In Bullington v. Missouri, supra, the jury returned a verdict of guilty of murder, and then an additional verdict rejecting the death penalty and fixing the penalty at life imprisonment. One of the aggravating circumstances was "a substantial history of serious assaultive criminal convictions." The defense then filed a motion for a new trial which was granted by the trial judge because of a current decision of the U.S. Supreme Court regarding jury composition. The prosecution then filed a notice that it would seek the death penalty on retrial on the basis of the same aggravating circumstances. The trial court there, unlike the trial court here, struck the notice on a defense motion premised on a double jeopardy bar to the imposition of the death penalty after the jury declined to impose it. The Supreme Court of Missouri reversed the trial court. On certiorari, the U.S. Supreme Court, basing its decision on the double jeopardy clause, reversed.

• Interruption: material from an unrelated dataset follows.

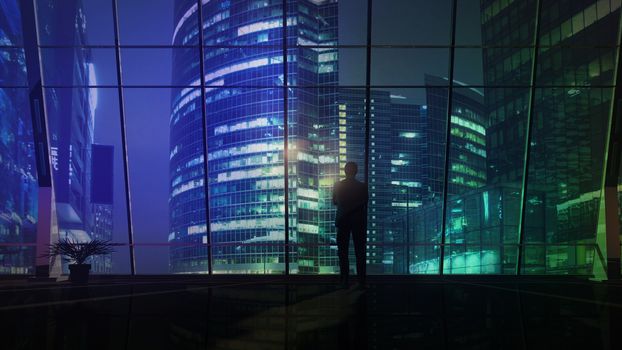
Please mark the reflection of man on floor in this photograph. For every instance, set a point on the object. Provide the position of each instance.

It has certainly been the general rule that the protection against being twice placed in jeopardy in the Fifth Amendment, unlike the due process clause, does not extend to sentencing processes, and does not protect against a more severe sentence upon retrial and reconviction. North Carolina v. Pearce, (1969) 395 U.S. 711, 89 S. Ct. 2072, 23 L. Ed. 2d 656. Death at the hands of the state is a more severe sentence than life imprisonment, and it is therefore apparent that the Supreme Court departed from the general rule in the Bullington case. As I see it, the fact that death was the more severe sentence is not at all at the core of the court's reasoning, but it provided the impetus for the additional judicial vigilance which uncovered the additional protective aspect of the double jeopardy clause. That which is at the core is the jury's decision reached after a sentencing procedure which had the "hallmarks" of a trial on guilt or innocence. Those hallmarks include (1) a duty of the prosecution to prove additional facts to justify a particular sentence, (2) a separate and identifiable procedure including standards to guide the jury's decision, (3) the binding quality of the jury's decision, (4) proof beyond a reasonable doubt, and (5) the ability of a court to view the procedure and rationally declare whether or not the prosecution has proved its case for the sentence sought. The jury sentencing procedure under our habitual offender statute had these hallmarks, and therefore the jury's verdict resolving the habitual offender claim of the prosecution in favor of the appellant must bar a thirty year enhancement on the basis of the habitual offender statute, of a sentence meted out to him upon retrial and reconviction for these two underlying offenses with which he stands charged. Any such enhancement is, as I see it, now barred by the Fifth Amendment.

PRENTICE, J., concurs.

PRENTICE, Justice, dissenting.

I dissent.

I would not permit the State to refile, in the same case, an habitual offender count, alleging the same two prior felonies upon which a negative finding had previously been returned. It is immaterial that a retrial upon the underlying felony was appropriate following a favorable ruling upon the Defendant's motion to correct errors.

As previously expressed, neither would I permit the filing of an habitual offender count alleging more than two prior felony convictions without also requiring special findings (not now authorized). Under the present practice of permitting more than *327 two prior convictions to be alleged and a general verdict, it is impossible to determine the convictions, if any, upon which the minds of the jurors met. To permit enhanced sentencing upon such loose procedures opens the door to happenstance enhancement and denies fundamental due process.